I apologise for not having blogged in a little bit.  Real life has kinda taken over, and if you follow me on twitter (please do!!! – I have my latest tweets on the right —> ) then you’ll have an idea why.  Basically, although I’ve been open that I’m slightly envious of the fact that Mike likes someone other than me, and that other person seems to like him back (although there are marriages, children and mixed signals thrown into the mix), I’ve been handling it pretty well.  Yep, that’s right, you spotted the past tense.  Well, I’m handling it well again now.  But we had our Christmas meal on Friday night, and I might have got a little bit paranoid and possessive.  Allow me to elaborate.

Mike & me are HBICs on our course.  We do more or less everything together, we are friendly with everyone and everyone knows us as the smokers / naughty guys talking dirty at the back of the class / dedicated and working in the library on the sly / fun and easy to talk to / the ones who organise the social events on the course.  The third person in our equation is someone Mike noticed early on, but has only been included in our circle the last few weeks.  I knew that Mike was developing feelings before he admitted it to me, but it is still hard to accept.  I know he’s a straight married man, but what does a not-stunning 33-yo woman with 2 kids, an overly-possessive husband and an average wardrobe have on me?  Ok, she is a lovely lovely person, and admittedly has sparkling blue eyes and a shapely butt.
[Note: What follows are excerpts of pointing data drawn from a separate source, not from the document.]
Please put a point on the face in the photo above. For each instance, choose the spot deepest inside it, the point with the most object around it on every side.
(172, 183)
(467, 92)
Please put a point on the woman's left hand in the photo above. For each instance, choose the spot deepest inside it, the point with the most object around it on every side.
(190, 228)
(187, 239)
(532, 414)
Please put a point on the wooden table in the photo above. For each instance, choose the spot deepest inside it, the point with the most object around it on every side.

But I’m 24, I apparently “look immaculate” (Julie), am “very pretty / beautiful” (Mike!!! and others), I can sing, dance, write and produce my own music, I smoke, play piano and guitar, I’m quite intelligent and “articulate” (Leanne) and “really good to talk to and understanding” (Penny, Emma, Mike).  What the fuck more can I do?  How many more hoops do I have to jump through?  I’m missing the point.  Sexuality is sexuality, although I firmly believe that although you can definitely be instantly attracted to physical traits, ultimately the body is the wrapping and the gift is the person inside (I mean that not in a sexual way, but in an emotional / spiritual / personal way).  Somewhere along the line, he’s my best friend but he doesn’t see all of who I am – otherwise if he has feelings for the woman, he certainly would have feelings for me as we share a good heart and a love of innuendo.  I’m going over old territory here, but although he’s my best friend at university and I utterly cherish that, sometimes it’s maddening that I can’t have more.
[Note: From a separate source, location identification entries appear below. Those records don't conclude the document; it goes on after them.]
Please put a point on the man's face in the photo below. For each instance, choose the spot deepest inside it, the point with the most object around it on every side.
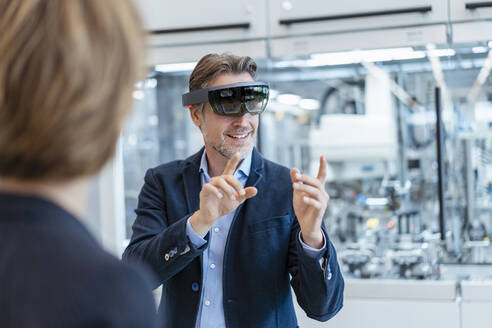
(227, 135)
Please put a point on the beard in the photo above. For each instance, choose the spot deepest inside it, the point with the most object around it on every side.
(226, 149)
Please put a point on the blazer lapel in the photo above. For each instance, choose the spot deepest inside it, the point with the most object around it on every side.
(256, 172)
(192, 182)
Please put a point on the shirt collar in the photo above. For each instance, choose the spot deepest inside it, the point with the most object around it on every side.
(244, 168)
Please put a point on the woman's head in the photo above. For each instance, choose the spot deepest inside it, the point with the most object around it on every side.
(67, 70)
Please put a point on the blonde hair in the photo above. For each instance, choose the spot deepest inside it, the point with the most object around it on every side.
(67, 71)
(212, 65)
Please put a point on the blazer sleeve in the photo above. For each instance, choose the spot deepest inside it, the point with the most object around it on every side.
(319, 289)
(164, 247)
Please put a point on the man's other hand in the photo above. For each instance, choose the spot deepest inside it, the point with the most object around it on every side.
(310, 202)
(222, 195)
Anyway, I admit I’ve been a bit envious.  But I’ve also been more than there for him as much as I can, despite my own feelings for him (which he knows about).  The day of our Christmas meal, I was feeling extremely nervous and on edge, despite telling myself that they are adults, they can do whatever they like and it’s not my job nor my place to keep them apart.  I felt that I didn’t want Mike to be regretting anything the next day, that I might be a bad friend if I let him down by not keeping him rational, and that I would have my heart hurt in the process.  I played “Russian Roulette” multiple times, since that song, those lyrics and the whole Rated R album seem to be the story of my life right now, and nervously arrived at Mike’s house.  For a while I felt fine – we got to the restaurant, Mike said that after we went for late-night drinks and conversation the night before he was feeling more balanced about it all, I was confident and happy.  But then she eventually arrived, I felt the focus slipping away from me, I ended up having a lot to drink (note: 5 sambuca shots in one go is never a good idea), and then my hitherto good handle on the whole situation (which admittedly I had been managing pretty well, considering it’s a lot to bear) flew out the window.  I had to corral our whole group (who were splitting off in various directions, somewhat annoyingly – again I blame the alcohol!) into BSB on Corn Street, and then no matter how much I danced, smoke or drank, I couldn’t help but keep looking back at the two of them chatting in the corner.  In short, I was driving myself crazy, and Mike knew that I was really tense.  Apparently I said a couple of not-so-nice things about how little I trusted her (the drink talking, not that that’s an excuse), and I was dashing on and off the dancefloor and in and out of the club like a crazy person trying to keep my emotions and sanity in check, and then failing miserably.  I didn’t offend anyone, I didn’t do anything stupid or say anything revealing – I even managed to cover for the two of them when an observant Jenny remarked “how close they are… I wonder if they like each other?” (my reply – “Nah, we’re all just close friends” before linking my arm through Mike’s).  I am a good friend and my heart was and is in the right place.  But that night, my head was not.  More than my own envy or my own feelings, I wanted to be a good friend to Mike and stop him from doing anything he would regret in the long term.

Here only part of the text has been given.